Testing, Testing…

Educational research is at once deserving and undeserving of its bad reputation.  Deserving because much of it has been weak.  But undeserving because the most unfortunate practices in schooling – teaching to various “learning styles,” for example – became entrenched because of a near-complete absence of research or critical scrutiny.  The problem of weak educational research is not to retreat to a position of less research, but more – and better – research endeavours.

That’s hard to do.  Teachers are busy and good research is hard.  But the good folks at NPR’s Planet Money recently cast light on a technique commonly used in some fields but not commonly enough used in schooling: A/B testing.

A/B testing is a way of comparing two possibilities to find out which one is better.  Clickbait websites like Buzzfeed will test out many different versions of the same headline.  Each new version generates data about what is most attractive to readers.  And within a few, or a few dozen, A/B tests, they have the most effective version.

Sure, Buzzfeed is a low-brow media outlet and schooling is an important social good.  But the model of A/B testing offers a form of accessible research model that nearly all teachers can use.

Imagine using A/B testing to compare simple-but-critical things like rubrics, assignment sheets, and classroom layouts.  Or more complex areas of practice, like writing instruction. One section of your course does peer editing, one does not.  Or instructional methods: cooperative learning versus a mix of direct instruction and guided practice?  What’s the difference in the outcome?
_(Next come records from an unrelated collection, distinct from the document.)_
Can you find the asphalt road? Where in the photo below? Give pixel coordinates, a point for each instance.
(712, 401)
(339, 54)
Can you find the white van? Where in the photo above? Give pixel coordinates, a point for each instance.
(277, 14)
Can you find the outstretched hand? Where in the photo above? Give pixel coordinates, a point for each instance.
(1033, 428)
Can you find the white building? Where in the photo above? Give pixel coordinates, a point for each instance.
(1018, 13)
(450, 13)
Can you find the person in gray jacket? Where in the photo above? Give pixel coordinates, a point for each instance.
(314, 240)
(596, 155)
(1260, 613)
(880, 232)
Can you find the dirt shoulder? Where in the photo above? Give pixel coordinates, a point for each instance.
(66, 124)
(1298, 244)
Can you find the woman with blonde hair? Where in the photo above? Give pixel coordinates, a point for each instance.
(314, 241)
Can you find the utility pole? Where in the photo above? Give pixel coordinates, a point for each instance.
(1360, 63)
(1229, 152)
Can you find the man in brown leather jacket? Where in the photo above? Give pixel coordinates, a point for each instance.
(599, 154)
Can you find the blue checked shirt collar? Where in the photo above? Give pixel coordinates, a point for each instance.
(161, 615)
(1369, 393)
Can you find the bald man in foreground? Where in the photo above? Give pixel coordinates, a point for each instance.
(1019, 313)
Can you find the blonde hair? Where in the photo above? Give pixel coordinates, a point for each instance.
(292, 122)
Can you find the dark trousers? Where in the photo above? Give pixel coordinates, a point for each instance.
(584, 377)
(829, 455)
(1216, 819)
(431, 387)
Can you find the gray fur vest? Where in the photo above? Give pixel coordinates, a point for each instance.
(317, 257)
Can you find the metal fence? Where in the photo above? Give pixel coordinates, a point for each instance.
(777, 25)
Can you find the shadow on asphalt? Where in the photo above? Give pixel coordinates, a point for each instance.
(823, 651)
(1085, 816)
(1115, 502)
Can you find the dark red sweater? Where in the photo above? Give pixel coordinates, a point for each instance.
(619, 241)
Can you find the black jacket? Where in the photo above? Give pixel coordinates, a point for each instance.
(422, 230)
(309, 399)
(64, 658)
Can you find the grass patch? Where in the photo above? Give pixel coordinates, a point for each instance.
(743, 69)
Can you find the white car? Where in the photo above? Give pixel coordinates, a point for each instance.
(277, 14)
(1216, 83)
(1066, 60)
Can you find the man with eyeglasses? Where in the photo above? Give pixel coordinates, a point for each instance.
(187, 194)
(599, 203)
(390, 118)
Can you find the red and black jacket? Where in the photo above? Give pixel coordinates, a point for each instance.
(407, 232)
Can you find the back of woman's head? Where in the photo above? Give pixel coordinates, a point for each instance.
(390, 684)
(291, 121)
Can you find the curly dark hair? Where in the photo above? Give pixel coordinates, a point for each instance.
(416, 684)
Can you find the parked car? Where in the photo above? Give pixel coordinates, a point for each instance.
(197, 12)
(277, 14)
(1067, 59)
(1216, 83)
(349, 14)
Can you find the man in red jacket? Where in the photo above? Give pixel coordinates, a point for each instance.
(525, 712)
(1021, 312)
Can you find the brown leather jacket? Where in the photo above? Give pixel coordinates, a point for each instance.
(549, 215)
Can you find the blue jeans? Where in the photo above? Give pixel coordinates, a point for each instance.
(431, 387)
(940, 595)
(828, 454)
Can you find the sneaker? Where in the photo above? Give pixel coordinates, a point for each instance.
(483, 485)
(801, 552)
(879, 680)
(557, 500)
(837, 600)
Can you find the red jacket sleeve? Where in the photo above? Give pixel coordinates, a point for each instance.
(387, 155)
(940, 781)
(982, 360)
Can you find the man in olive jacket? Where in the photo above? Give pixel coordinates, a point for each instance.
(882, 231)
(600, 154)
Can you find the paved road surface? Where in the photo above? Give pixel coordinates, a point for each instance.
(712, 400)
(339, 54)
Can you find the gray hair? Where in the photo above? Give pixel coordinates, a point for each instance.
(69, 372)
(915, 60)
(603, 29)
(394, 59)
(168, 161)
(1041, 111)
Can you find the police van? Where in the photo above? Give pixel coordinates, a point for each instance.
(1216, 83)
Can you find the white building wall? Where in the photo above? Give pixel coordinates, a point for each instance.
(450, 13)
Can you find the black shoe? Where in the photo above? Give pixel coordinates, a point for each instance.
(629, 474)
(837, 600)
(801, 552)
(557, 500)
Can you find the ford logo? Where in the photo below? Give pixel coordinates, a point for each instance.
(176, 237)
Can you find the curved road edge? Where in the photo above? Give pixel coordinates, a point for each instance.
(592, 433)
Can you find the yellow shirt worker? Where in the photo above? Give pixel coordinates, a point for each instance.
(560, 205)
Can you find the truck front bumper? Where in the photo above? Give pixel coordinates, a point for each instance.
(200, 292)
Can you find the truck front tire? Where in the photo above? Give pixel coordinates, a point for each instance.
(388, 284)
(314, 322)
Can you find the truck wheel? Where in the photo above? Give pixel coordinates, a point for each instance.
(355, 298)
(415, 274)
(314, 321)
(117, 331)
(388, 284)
As well, A/B testing addresses the important question of magnitude.  Because our students get older, they will always appear more capable in June than they did in September.  Teachers often conclude that it was the effect of the class that caused the change.  It might be, but then maybe the students just got more capable as they aged a year.

In order to know, we need to compare one method of teaching to another to know which one worked best (as John Hattie famously pointed out).  A/B testing is perfect for such a program.  It allows us to see not just what worked, but what was optimal for student achievement.

Large scale educational testing is still critical.  We will always need the kind of authority that only large scale research endeavours can bring.  But A/B testing offers a model of in-school research, flexible enough to be scaled to a single classroom or a whole school, that keeps us engaged in the process of perpetual betterment that is so critical to the long term success of schooling and education.